I don’t know. But given the peril of the actual stunt for an 80-year-old actor (or any human)—well, I would safely estimate it is far less than 100% real.


I don’t say these things with any kind of religious fervor. I don’t care! What’s “real” in this frame? Probably almost nothing. But it doesn’t matter!

That’s because James Cameron is a creative and technical genius who monomaniacally pays attention to every single little detail in order to create an immersive reality—and he obeys his own rules.


In most of these VFX-heavy films today, however, there’s a divide between the VFX guys and the director. The VFX artists are, of course, doing technical miracles. But I get the sense they’re just trying to make a bunch of ridiculous stuff work as best they can.


I think the real creative problem is at the writing stage. Somebody says, “I know! We’ll have Indy ride a horse down a subway tunnel! And the train is coming and he just barely escapes! Awesome!”


Well...that moment is in the trailer. And it looked stupid to me.


How the hell would you get a horse into the subway and what would actually happen? I don’t think that horse wants to go anywhere down there.


I remember Sam Raimi explaining that when they did the first Spider-Man, they tried having Spider-Man swing on his webs in actual Manhattan backgrounds. But it didn’t work. It looked fake to have a fake man in a real background.


When they made it a slightly artificial city—slightly fake—it matched, so it worked:

All this is to say—the movie has to be consistent. There has to be enough reality in any given moment so that we understand the stakes and the danger and feel the suspense, “How’s he going to get out of this one?”


But when anybody can do anything, when gravity and logic and reality have no bearing...it’s not exciting. To me, anyway.


My heart kind of sank in that last moment of the Indy 5 trailer. It’s a gag where Indy cracks his whip in a room full of bad guys to back them off. Then the bad guys all pull guns on Indy:

Okay, funny moment! And a call back to the classic Raiders moment where Indy shoots the swordsman.


But then: all 38 bad guys simultaneously FIRE THEIR GUNS at Indy—who ducks.


It’s a comedic moment. I’m sure it’ll get a lot of laughs. But I’m sorry to be a wet blanket, my writer brain was like, “Aw, nooooo.” As in, I would never write that.


Have Indy captured—sure. Maybe have him jump out the window to escape before the bad guys can grab him? That could work.


But to have them all fire their guns? It’s just stupid. I mean, none of them are worried about hitting each other, or a ricochet?


And what happens next, Indy crawls under the table to escape all 38 bad guys? And somehow nobody shoots him?


It’s so unreal that it deposits us in a land where nobody behaves like a real person, physics and logic have no meaning—so we’re just watching silliness. Sigh.


It’s really worth that one laugh to jettison all potential for suspense?
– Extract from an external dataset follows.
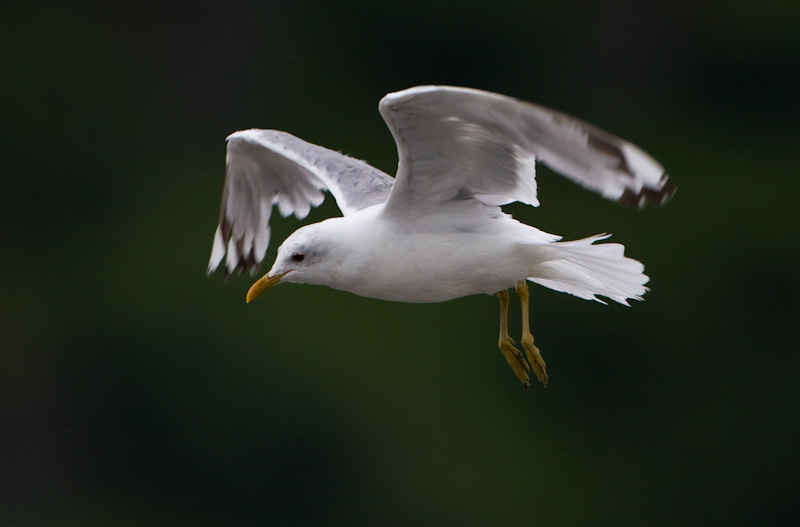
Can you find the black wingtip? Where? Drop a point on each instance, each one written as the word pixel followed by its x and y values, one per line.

It’s also like the opposite of the genius moment in Raiders where the bad guys pull their guns on drunk Indy in the bar, and Sallah’s kids rush in to rescue Indy—that was so unexpected and clever and interesting, yet also believable, because it came from human behavior in a way that was novel but logical.
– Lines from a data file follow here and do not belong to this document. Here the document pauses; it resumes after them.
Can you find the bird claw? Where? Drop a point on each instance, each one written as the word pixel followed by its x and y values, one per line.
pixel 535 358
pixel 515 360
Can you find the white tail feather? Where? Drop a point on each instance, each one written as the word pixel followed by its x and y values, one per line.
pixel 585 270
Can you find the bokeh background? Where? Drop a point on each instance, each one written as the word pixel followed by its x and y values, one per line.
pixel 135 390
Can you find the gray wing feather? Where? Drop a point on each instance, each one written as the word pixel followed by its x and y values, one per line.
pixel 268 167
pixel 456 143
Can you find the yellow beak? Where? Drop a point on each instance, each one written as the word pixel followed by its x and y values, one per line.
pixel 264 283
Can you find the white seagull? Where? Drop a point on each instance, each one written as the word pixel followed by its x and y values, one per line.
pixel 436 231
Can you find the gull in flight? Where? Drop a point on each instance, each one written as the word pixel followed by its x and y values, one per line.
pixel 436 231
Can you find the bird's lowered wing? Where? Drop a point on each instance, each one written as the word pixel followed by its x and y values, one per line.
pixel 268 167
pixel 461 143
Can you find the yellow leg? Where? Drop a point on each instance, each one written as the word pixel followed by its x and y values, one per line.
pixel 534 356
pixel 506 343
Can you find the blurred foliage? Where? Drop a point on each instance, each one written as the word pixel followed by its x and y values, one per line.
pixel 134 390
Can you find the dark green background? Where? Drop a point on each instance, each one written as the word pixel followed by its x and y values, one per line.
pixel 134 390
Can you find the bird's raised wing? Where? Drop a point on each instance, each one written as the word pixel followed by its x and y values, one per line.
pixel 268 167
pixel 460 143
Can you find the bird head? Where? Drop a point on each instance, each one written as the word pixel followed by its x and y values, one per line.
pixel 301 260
Anyway, if you’re wondering about Indiana Jones and the Dial of Destiny, there’s already a ton of chatter and rumors, a lot of it negative. Spoilers here. You’ve been warned.


However, most of the negativity seems to be coming from the same incel loser fans who always complain about female characters and are apparently up in arms at the prominence of Phoebe Waller-Bridge’s character.


Anyway, I have a policy to review movies after I have seen them, not before. I hope it’s great!


One last note...about the trailer music. The trailer uses the John Williams themes, but it’s obviously not by John Williams. It’s like a super simplified “memory” of the Williams themes in a modern style, which seems to be how all these “legacy” trailers are done: a celebration of the past.


Back in 2015, for the first Force Awakens teaser trailer, they actually had Williams score it. I loved that trailer score, which you can hear here isolated:

So weird and cool!


But for the second, longer Force Awakens trailer, they started the style of using “slow and simple” recitations of the Williams themes—and they’ve stuck with it. It must have tested better.


Far be it for me to argue with the marketing department!